In September, dairy products tainted with melamine claimed the lives of four babies and made thousands of others sick.
Wang said that since then, the agriculture ministry has sent more than 369,000 inspectors to some 250,000 feed producers, whose work led to the closure of 238 firms that were operating illegally.
Some 3,682 tons of feed were also confiscated and destroyed, he said.
Although it is against the law to add melamine to food, industry sources have said it is not compulsory for feed producers to test for the chemical, although some leading firms do so voluntarily.
The practice of mixing melamine into animal feed is an "open secret" in the livestock and fish food industry, the Nanfang Daily reported on Thursday, describing a process of repackaging melamine scrap into an inexpensive product called "protein powder", which is then sold to feed suppliers.
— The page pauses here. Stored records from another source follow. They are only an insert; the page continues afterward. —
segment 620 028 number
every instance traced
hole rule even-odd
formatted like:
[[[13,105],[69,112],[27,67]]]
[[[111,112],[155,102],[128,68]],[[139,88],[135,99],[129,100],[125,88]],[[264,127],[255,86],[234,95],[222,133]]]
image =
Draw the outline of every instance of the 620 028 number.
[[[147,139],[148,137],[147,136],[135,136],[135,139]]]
Health experts have said that while a small amount of melamine poses little danger to people's health, larger doses can cause kidney stones and lead to kidney failure.
Agriculture officials said at a press conference in Guangdong on Friday that following inspections of 581 samples of animal feed conducted since last Saturday, eight were found to be contaminated.
Provincial authorities claim to have destroyed 6.48 tons of substandard products.
Premier Wen Jiabao, who was on a visit to Kazakhstan, told reporters in Astana on Friday that it would take the government up to two years to regulate the problematic food industry.